Governments across the world are increasingly applying open government practices such as crowdsourcing to develop stronger policies and to engage citizens, providing access to civic influencing beyond election cycle. When hundreds of ideas from citizens flow in, the crowdsourcers are facing a problem: Lack of efficient analysis and synthesis tools.  

Civic CrowdAnalytics, a group at Stanford University, is developing solutions to address this problem, and is taking steps towards more participatory, inclusive and transparent democratic societies, making sure that all citizens have an equal opportunity to get their voices heard.

This challenge is part of  the HPE Living Progress Challenge Blitz Program (Secure top placements in the leaderboard to grab additional cash prizes)

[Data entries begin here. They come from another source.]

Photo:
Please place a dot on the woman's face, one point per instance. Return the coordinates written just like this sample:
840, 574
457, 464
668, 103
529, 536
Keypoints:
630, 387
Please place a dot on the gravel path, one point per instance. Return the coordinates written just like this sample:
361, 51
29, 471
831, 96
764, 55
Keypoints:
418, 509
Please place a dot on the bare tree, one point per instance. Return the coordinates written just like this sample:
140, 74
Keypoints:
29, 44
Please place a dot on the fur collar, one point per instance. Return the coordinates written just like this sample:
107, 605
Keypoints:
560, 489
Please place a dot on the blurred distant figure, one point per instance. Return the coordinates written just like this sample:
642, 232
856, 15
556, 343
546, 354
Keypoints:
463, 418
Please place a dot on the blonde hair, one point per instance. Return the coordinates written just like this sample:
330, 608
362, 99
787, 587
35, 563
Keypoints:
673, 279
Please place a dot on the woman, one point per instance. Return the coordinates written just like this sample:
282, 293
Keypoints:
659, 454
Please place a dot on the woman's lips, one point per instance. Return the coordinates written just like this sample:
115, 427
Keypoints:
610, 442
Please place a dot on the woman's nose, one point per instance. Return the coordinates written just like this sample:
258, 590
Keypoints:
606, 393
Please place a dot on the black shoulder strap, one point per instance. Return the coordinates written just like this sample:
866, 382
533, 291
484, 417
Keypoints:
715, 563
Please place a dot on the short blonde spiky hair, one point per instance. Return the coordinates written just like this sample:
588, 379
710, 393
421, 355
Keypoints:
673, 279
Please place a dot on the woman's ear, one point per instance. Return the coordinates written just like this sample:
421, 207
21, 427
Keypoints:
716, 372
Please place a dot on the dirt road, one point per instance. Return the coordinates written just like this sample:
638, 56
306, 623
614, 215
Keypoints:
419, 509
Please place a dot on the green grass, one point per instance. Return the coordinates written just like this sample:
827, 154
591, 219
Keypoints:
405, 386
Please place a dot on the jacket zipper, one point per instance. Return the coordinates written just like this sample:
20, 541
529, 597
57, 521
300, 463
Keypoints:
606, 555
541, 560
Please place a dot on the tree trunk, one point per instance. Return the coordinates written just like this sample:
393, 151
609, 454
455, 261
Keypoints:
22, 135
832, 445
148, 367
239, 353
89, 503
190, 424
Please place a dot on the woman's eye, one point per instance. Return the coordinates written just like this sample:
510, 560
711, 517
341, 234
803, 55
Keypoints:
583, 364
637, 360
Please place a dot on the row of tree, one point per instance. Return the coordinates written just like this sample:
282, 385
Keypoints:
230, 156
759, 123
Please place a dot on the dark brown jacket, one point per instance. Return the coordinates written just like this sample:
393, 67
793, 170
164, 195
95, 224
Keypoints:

Haven OnDemand Data Visualizations

Topcoder is the process of developing the user interface for CrowdAnalytics which will allow users to analyze and describe crowdsourced civic content using various machine learning technologies.  In this application, users will load their data and the application will display a dashboard which tells the user a story about their data and its content.  The major components of this dashboard will allow users to categorize entries, perform sentiment analysis on them, extract concepts from a group of entries to summarize them, and browse the content by grouping content into related documents.

In the previous challenge, we developed some visualizations using libraries like d3 or vis.js to bring to life the analytic responses provided by the 
Haven OnDemand API’s and give users some insight about a specific data set loaded into the tool.  In this challenge, we'd like to combine the good parts of the top 3 submissions from the previous challenge to build better visualizations. We'll be using submission 9003 as base and make the following improvements to it:

1. Categories: Link the displayed information in the bar graphs to the spreadsheet shown below. So that when you are clicking on ‘Public Transit’, for instance,  the relevant categories would be highlighted in the spreadsheet that is below.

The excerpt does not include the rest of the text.